Al bajar las escaleras de este bunker subterráneo de Florida 1000, uno se encuentra inmerso en una especie de Casita de las Muñecas de Disneylandia. Las mujercitas de Di Girolamo nos miran como Lolitas que articulan una mueca de provocación despreocupada.    Morenas, blancas, paraditas, recostadas, reclinadas, desnuditas, con tanguitas, semivestidas con  rasos que apenas las cubren y botas de cebra, son como las piezas de  un catálogo coleccionable de chicas a la carta. Muy lejos de los procedimientos en serie de la era Prodaltec y del fast food art, el artista trabaja cada obra con una técnica impecable de artesano obsesivo. Copia, modela, y lija sus esculturas hasta el límite de lo imposible, con la verosimilitud mimética  de un artista del siglo XIX. La solemnidad de un hogar blanco ornamentado con molduras y volutas neoclásicas está enmarcado por figuras en las que sustituye la tradicional mitología grecorromana por escenas en las que Draghixa y Teri Weigel reemplazan a Venus y Danae. La iconografía erótica proviene de verdaderas actrices tomadas de revistas como Penthouse, High Society, Hustler y Cheri. Las nuevas diosas del siglo XXI constituyen otra mitología, la de la fantasía glamorosa de la publicidad contemporánea. Otra serie de esculturas de apenas 50 cm. de altura, llena la sala con la sensualidad casi ingenua de la morocha Kristal Knight o la blonda Jenna Jameson, que sostiene una toalla en su cabeza mostrando la voluptuosidad de unos pechos perfectos, con la marca blanca de la ropa interior que destaca su cuerpo bronceado, apenas vestida con  zapatos de plataformas, un collar alrededor del  cuello y el tatuaje de una flor en su pierna. Dos bustos colocados sobre columnas encarnan los próceres femeninos del sueño argentino: Dolores Barreiro y Nicole Neumann.

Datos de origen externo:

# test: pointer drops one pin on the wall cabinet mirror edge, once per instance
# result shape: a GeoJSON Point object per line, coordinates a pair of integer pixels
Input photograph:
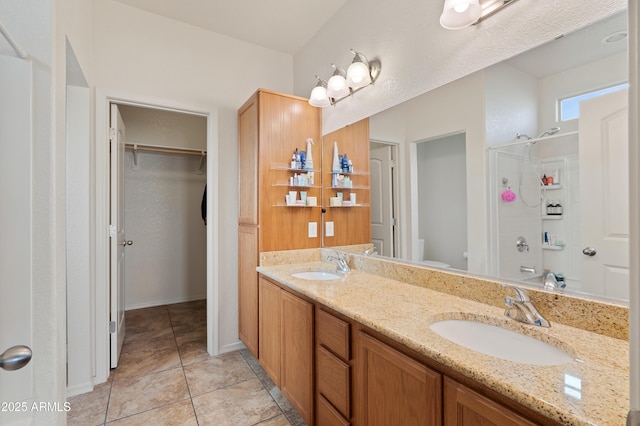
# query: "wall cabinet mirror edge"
{"type": "Point", "coordinates": [508, 175]}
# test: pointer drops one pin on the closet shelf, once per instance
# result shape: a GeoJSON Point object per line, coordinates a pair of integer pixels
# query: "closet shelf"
{"type": "Point", "coordinates": [135, 147]}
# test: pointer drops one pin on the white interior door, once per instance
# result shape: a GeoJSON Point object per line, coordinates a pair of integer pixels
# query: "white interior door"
{"type": "Point", "coordinates": [118, 241]}
{"type": "Point", "coordinates": [604, 194]}
{"type": "Point", "coordinates": [381, 199]}
{"type": "Point", "coordinates": [16, 386]}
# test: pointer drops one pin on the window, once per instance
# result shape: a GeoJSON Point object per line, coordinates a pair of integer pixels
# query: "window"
{"type": "Point", "coordinates": [570, 107]}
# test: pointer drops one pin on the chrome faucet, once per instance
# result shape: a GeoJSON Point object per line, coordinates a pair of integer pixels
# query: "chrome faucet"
{"type": "Point", "coordinates": [521, 309]}
{"type": "Point", "coordinates": [340, 260]}
{"type": "Point", "coordinates": [370, 250]}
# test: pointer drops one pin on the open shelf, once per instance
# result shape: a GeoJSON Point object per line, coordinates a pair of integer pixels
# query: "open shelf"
{"type": "Point", "coordinates": [287, 167]}
{"type": "Point", "coordinates": [355, 173]}
{"type": "Point", "coordinates": [350, 187]}
{"type": "Point", "coordinates": [552, 186]}
{"type": "Point", "coordinates": [302, 206]}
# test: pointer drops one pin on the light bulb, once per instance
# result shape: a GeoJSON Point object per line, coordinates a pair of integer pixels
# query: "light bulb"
{"type": "Point", "coordinates": [461, 8]}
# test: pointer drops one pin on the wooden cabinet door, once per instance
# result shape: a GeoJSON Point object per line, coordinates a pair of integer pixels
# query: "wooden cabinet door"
{"type": "Point", "coordinates": [248, 287]}
{"type": "Point", "coordinates": [393, 389]}
{"type": "Point", "coordinates": [464, 407]}
{"type": "Point", "coordinates": [270, 329]}
{"type": "Point", "coordinates": [297, 354]}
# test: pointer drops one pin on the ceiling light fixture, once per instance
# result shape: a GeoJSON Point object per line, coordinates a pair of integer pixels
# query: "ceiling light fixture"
{"type": "Point", "coordinates": [360, 74]}
{"type": "Point", "coordinates": [458, 14]}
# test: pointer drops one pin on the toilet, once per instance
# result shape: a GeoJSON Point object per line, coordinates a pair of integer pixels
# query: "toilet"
{"type": "Point", "coordinates": [429, 263]}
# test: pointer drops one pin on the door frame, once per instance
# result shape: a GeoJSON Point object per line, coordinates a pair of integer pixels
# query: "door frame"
{"type": "Point", "coordinates": [104, 98]}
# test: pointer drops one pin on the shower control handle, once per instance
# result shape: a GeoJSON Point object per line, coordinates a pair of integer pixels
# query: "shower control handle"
{"type": "Point", "coordinates": [15, 358]}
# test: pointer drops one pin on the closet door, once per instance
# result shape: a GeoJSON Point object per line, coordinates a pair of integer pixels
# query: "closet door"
{"type": "Point", "coordinates": [118, 242]}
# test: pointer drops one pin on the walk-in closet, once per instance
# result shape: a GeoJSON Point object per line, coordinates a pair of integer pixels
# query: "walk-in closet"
{"type": "Point", "coordinates": [164, 179]}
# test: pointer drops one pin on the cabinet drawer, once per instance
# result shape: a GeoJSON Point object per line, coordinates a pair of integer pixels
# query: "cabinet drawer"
{"type": "Point", "coordinates": [327, 415]}
{"type": "Point", "coordinates": [333, 380]}
{"type": "Point", "coordinates": [333, 333]}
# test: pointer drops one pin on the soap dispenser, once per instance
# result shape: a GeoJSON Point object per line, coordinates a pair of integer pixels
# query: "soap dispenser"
{"type": "Point", "coordinates": [336, 166]}
{"type": "Point", "coordinates": [308, 165]}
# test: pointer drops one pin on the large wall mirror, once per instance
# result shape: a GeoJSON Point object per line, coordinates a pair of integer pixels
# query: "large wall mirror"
{"type": "Point", "coordinates": [469, 159]}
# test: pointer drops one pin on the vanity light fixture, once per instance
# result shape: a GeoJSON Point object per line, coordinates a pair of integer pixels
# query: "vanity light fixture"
{"type": "Point", "coordinates": [360, 74]}
{"type": "Point", "coordinates": [337, 84]}
{"type": "Point", "coordinates": [319, 96]}
{"type": "Point", "coordinates": [458, 14]}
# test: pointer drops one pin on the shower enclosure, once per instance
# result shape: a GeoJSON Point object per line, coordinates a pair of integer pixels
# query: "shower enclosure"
{"type": "Point", "coordinates": [534, 208]}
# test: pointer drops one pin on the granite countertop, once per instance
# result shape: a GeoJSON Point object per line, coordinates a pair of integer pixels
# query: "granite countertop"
{"type": "Point", "coordinates": [591, 390]}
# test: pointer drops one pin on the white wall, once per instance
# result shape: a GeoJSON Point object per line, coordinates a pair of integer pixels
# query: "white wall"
{"type": "Point", "coordinates": [442, 199]}
{"type": "Point", "coordinates": [79, 281]}
{"type": "Point", "coordinates": [511, 104]}
{"type": "Point", "coordinates": [42, 28]}
{"type": "Point", "coordinates": [457, 107]}
{"type": "Point", "coordinates": [153, 57]}
{"type": "Point", "coordinates": [167, 261]}
{"type": "Point", "coordinates": [595, 75]}
{"type": "Point", "coordinates": [418, 55]}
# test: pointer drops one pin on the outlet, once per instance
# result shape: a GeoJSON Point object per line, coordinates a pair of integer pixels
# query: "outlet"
{"type": "Point", "coordinates": [313, 229]}
{"type": "Point", "coordinates": [329, 229]}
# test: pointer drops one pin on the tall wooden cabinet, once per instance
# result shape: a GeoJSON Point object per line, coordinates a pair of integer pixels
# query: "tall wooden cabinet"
{"type": "Point", "coordinates": [270, 127]}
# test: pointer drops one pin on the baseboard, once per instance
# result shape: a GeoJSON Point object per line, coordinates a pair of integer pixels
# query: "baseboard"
{"type": "Point", "coordinates": [231, 347]}
{"type": "Point", "coordinates": [163, 302]}
{"type": "Point", "coordinates": [79, 389]}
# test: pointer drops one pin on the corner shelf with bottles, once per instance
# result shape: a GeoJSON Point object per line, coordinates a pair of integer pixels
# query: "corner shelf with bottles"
{"type": "Point", "coordinates": [298, 180]}
{"type": "Point", "coordinates": [552, 210]}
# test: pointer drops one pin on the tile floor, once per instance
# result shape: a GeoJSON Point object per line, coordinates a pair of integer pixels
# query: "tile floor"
{"type": "Point", "coordinates": [166, 377]}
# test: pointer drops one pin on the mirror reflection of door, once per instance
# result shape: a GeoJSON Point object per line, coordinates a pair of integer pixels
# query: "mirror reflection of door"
{"type": "Point", "coordinates": [604, 195]}
{"type": "Point", "coordinates": [442, 201]}
{"type": "Point", "coordinates": [384, 208]}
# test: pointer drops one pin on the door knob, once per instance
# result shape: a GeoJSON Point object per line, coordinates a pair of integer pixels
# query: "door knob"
{"type": "Point", "coordinates": [15, 358]}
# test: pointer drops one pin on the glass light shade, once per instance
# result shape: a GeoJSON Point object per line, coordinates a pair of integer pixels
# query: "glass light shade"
{"type": "Point", "coordinates": [358, 74]}
{"type": "Point", "coordinates": [460, 13]}
{"type": "Point", "coordinates": [337, 87]}
{"type": "Point", "coordinates": [319, 97]}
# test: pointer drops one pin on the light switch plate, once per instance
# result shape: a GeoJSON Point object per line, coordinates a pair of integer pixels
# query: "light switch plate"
{"type": "Point", "coordinates": [329, 229]}
{"type": "Point", "coordinates": [313, 229]}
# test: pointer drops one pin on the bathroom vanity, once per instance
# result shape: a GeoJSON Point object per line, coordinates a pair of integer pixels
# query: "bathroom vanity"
{"type": "Point", "coordinates": [365, 338]}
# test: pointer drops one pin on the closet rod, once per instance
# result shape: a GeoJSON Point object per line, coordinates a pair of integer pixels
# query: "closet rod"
{"type": "Point", "coordinates": [21, 53]}
{"type": "Point", "coordinates": [166, 149]}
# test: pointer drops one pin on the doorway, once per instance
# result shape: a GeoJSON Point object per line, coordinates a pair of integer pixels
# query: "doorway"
{"type": "Point", "coordinates": [383, 158]}
{"type": "Point", "coordinates": [442, 200]}
{"type": "Point", "coordinates": [104, 102]}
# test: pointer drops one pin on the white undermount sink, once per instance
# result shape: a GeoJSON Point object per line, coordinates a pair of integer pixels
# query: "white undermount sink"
{"type": "Point", "coordinates": [316, 275]}
{"type": "Point", "coordinates": [500, 342]}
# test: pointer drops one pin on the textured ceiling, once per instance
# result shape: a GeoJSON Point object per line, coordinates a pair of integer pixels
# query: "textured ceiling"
{"type": "Point", "coordinates": [282, 25]}
{"type": "Point", "coordinates": [585, 46]}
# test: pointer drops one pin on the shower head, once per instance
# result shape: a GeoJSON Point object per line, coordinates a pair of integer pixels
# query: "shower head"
{"type": "Point", "coordinates": [549, 132]}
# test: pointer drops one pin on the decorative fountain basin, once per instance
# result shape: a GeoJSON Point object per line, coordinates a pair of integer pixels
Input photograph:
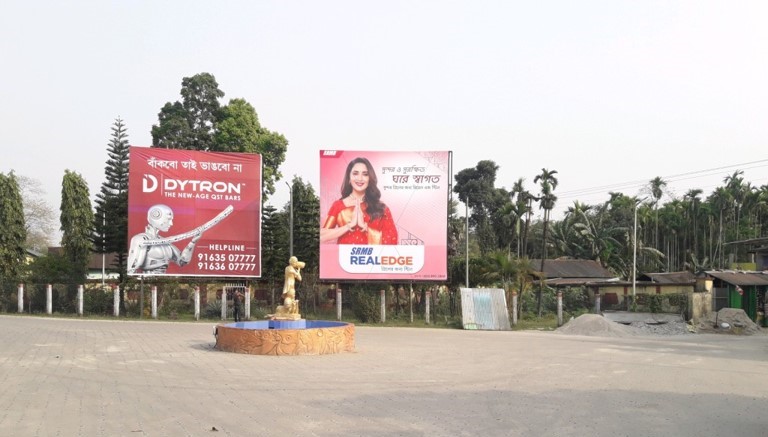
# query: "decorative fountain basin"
{"type": "Point", "coordinates": [286, 337]}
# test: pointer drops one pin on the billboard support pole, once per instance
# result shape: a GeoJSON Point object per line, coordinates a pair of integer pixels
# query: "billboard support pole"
{"type": "Point", "coordinates": [290, 222]}
{"type": "Point", "coordinates": [141, 299]}
{"type": "Point", "coordinates": [466, 227]}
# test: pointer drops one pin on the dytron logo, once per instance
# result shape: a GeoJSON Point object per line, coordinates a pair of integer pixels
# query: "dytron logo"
{"type": "Point", "coordinates": [150, 185]}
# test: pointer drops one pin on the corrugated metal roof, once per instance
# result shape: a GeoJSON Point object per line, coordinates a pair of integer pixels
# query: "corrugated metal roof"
{"type": "Point", "coordinates": [572, 268]}
{"type": "Point", "coordinates": [559, 282]}
{"type": "Point", "coordinates": [672, 277]}
{"type": "Point", "coordinates": [740, 278]}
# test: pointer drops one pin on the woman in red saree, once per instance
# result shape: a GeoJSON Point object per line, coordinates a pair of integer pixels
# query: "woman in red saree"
{"type": "Point", "coordinates": [359, 217]}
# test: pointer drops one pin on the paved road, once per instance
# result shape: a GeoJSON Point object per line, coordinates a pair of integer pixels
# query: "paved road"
{"type": "Point", "coordinates": [119, 378]}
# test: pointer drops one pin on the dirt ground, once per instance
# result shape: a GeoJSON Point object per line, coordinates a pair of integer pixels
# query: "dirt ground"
{"type": "Point", "coordinates": [726, 321]}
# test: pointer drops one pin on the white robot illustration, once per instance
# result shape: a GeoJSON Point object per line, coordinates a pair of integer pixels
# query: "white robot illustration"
{"type": "Point", "coordinates": [150, 253]}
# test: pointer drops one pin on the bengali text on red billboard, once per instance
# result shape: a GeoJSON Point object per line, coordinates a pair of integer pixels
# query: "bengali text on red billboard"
{"type": "Point", "coordinates": [194, 213]}
{"type": "Point", "coordinates": [384, 215]}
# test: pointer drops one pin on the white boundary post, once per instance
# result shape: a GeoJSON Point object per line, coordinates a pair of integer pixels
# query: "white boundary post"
{"type": "Point", "coordinates": [80, 300]}
{"type": "Point", "coordinates": [49, 299]}
{"type": "Point", "coordinates": [154, 301]}
{"type": "Point", "coordinates": [248, 303]}
{"type": "Point", "coordinates": [514, 308]}
{"type": "Point", "coordinates": [197, 302]}
{"type": "Point", "coordinates": [116, 301]}
{"type": "Point", "coordinates": [383, 294]}
{"type": "Point", "coordinates": [20, 298]}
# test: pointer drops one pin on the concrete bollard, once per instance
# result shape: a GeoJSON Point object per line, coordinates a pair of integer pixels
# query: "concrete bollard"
{"type": "Point", "coordinates": [154, 301]}
{"type": "Point", "coordinates": [597, 303]}
{"type": "Point", "coordinates": [383, 295]}
{"type": "Point", "coordinates": [338, 304]}
{"type": "Point", "coordinates": [80, 300]}
{"type": "Point", "coordinates": [49, 299]}
{"type": "Point", "coordinates": [224, 306]}
{"type": "Point", "coordinates": [248, 303]}
{"type": "Point", "coordinates": [514, 308]}
{"type": "Point", "coordinates": [116, 301]}
{"type": "Point", "coordinates": [20, 298]}
{"type": "Point", "coordinates": [197, 302]}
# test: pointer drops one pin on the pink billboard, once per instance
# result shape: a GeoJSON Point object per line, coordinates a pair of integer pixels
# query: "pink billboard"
{"type": "Point", "coordinates": [384, 215]}
{"type": "Point", "coordinates": [194, 213]}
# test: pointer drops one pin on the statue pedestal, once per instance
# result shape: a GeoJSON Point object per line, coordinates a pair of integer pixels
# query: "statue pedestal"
{"type": "Point", "coordinates": [284, 316]}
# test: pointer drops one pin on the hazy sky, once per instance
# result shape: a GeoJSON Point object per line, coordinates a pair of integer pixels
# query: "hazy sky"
{"type": "Point", "coordinates": [609, 93]}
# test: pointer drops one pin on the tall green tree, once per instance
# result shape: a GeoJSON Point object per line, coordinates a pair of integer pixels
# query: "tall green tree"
{"type": "Point", "coordinates": [475, 187]}
{"type": "Point", "coordinates": [76, 223]}
{"type": "Point", "coordinates": [199, 122]}
{"type": "Point", "coordinates": [111, 218]}
{"type": "Point", "coordinates": [238, 130]}
{"type": "Point", "coordinates": [274, 245]}
{"type": "Point", "coordinates": [39, 217]}
{"type": "Point", "coordinates": [13, 232]}
{"type": "Point", "coordinates": [190, 124]}
{"type": "Point", "coordinates": [306, 232]}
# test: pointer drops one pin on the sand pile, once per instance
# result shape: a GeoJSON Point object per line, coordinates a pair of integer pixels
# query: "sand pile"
{"type": "Point", "coordinates": [598, 326]}
{"type": "Point", "coordinates": [736, 319]}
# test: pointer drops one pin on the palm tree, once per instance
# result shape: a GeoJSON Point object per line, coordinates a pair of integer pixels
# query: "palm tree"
{"type": "Point", "coordinates": [656, 187]}
{"type": "Point", "coordinates": [524, 201]}
{"type": "Point", "coordinates": [720, 199]}
{"type": "Point", "coordinates": [548, 183]}
{"type": "Point", "coordinates": [693, 201]}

En el procedimiento del artista hay una atracción indudable por lo mediatizado, como un revival neopop de los desnudos americanos de Wesselman y los fetiches de Allen Jones. Di Girolamo no trabaja jamás con modelos vivos, tampoco inventa, sino que copia cuidadosamente a partir de una investigación selectiva de imágenes fotográficas. Como un catador de vinos, elige un cuerpo, una postura, y va saboreando  la imagen hasta palpar su presencia. Agudiza la observación de cada detalle, que surge de  la impecable foto de estudio que resalta con luces la tersura de la piel, la composición estudiada para mejorar los cuerpos, los brillos y los dorados. Su punto de partida es el artificio de la producción fotográfica: el maquillaje que oculta las marcas vitales de la percepción cotidiana y convierte la piel en superficies de placer. El artista va manejando sutilmente el tono del discurso. Aplaca la actitud provocativa del relato erótico con el distanciamiento que proviene de la frialdad objetiva de la foto. Enfatiza lo absurdo de un proceso que transgrede el sistema de la copia al revertir la bidimensionalidad de la imagen en la creación de un objeto tridimensional. La primer capa de pintura color carne deja lugar a la policromía en la que el artista va construyendo a sus mujeres como un estilista que prepara la escena de un desfile de moda. Así arma este santuario personal con sus deidades paganas, acumuladas como objetos rituales de una devoción privada.

Hoy, que consagramos la virtualidad como una modalidad de vida, suplantando los encuentros de café por el anonimato del correo electrónico, practicando sexo seguro con las masturbaciones telefónicas de las 0-600 y experimentando orgasmos cibernéticos chateando por Internet, la obra de Martín Di Girolamo nos brinda otra posibilidad, tan a la orden del día, de seguir consumiendo irrealidades fabricadas para maquillar el dolor insondable de la soledad urbana.